Survey Reveals Diversity and Problems for Tulsa Religious Groups
Monday, August 23rd 1999, 12:00 am
News On 6
Step into any Tulsa church and you'll most likely find a white male pastor who believes racism is one of the top issues facing the community. That's just one of the findings from a new survey of Tulsa religious groups. The survey is a product of Tulsa Metropolitan Ministries, an interfaith service organization for congregations.
Tulsa is often called the "buckle of the Bible belt" and the title may be deserved. There are 700 congregations located in Tulsa and in the surrounding suburbs. Some are large churches backed by national denominations, but most are not. Independent Christian churches outnumber those of the largest denomination, Southern Baptist, though in actual membership Baptists have more people. Tulsa's faith community is diversifying. Christians are in the majority, but there are three Jewish congregations, two Muslim, two Hindu, one each of Buddhist and Baha'i.
James Robinson of Tulsa Metropolitan Ministries conducted the survey.
"The diversity of the Tulsa religions is becoming much more apparent," Robinson said. The survey also found Tulsa congregations are mostly female. In the pews, women outnumber men three to two. In the pulpit, congregational leaders are overwhelmingly white and male. 86% of senior leaders are white, 10% are black; all other minorities compose only 4%. And they are 95% male, only 5% female.

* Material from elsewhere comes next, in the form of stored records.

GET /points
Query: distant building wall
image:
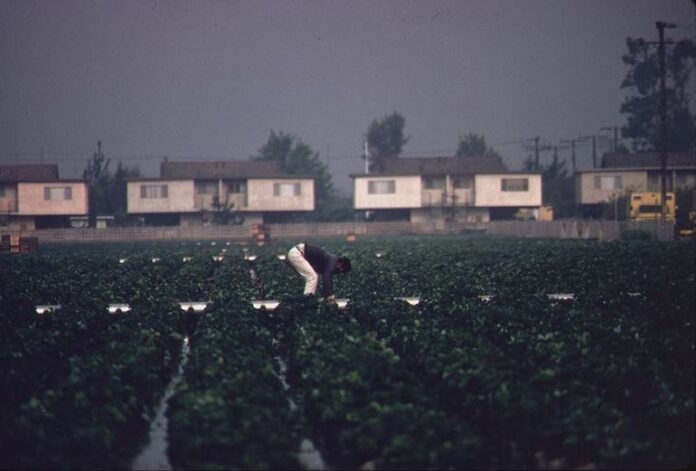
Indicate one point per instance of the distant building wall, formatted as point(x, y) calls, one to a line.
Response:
point(274, 194)
point(144, 196)
point(57, 198)
point(407, 192)
point(609, 186)
point(489, 190)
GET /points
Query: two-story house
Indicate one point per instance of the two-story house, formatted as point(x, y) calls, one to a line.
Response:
point(186, 191)
point(33, 197)
point(462, 189)
point(621, 173)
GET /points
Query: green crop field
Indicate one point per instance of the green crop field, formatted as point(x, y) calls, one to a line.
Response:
point(518, 354)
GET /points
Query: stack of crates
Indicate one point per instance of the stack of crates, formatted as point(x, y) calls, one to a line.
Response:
point(13, 243)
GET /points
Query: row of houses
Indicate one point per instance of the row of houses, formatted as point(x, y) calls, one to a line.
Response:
point(473, 189)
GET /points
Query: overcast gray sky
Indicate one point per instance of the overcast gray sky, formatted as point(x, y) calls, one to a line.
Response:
point(208, 80)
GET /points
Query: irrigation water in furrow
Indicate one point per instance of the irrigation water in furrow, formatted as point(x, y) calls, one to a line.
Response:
point(154, 456)
point(308, 455)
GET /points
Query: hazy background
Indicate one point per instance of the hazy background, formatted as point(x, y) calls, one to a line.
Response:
point(208, 80)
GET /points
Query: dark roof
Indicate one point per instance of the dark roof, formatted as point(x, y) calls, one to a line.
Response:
point(433, 166)
point(647, 160)
point(221, 169)
point(28, 173)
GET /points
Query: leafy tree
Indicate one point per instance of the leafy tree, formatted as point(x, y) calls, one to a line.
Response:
point(474, 145)
point(385, 139)
point(642, 82)
point(297, 158)
point(98, 180)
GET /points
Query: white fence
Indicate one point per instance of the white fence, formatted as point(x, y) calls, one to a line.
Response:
point(561, 229)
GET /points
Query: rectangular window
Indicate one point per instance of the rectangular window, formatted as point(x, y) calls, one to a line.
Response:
point(434, 183)
point(57, 193)
point(515, 184)
point(236, 186)
point(154, 191)
point(381, 187)
point(608, 182)
point(287, 189)
point(207, 188)
point(461, 183)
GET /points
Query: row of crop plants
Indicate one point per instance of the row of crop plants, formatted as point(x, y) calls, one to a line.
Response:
point(80, 384)
point(519, 381)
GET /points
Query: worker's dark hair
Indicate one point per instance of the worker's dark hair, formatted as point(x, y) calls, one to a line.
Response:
point(345, 264)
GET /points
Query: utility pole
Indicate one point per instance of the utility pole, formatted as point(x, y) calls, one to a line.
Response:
point(572, 149)
point(616, 135)
point(366, 156)
point(662, 112)
point(594, 148)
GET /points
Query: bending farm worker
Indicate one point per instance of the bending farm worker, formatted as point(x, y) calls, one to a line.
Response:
point(311, 261)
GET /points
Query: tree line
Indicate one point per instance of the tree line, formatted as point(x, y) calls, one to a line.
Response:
point(386, 139)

Church leaders identify racism as the biggest problem facing the community. "You're talking about predominantly white religious leaders in Tulsa, saying racism is the number one issue that faces the community today," said Robinson. "And so for that issue to be a blazing concern among congregations in the Tulsa community just stood out among all the other data."
Racism tops the list, along with education and marriage issues. Sin was 20th, almost last on the list. As for the issues facing congregations as opposed to the community at large, evangelism topped the list. This is possibly due to the large number of evangelical and mostly independent Christian churches.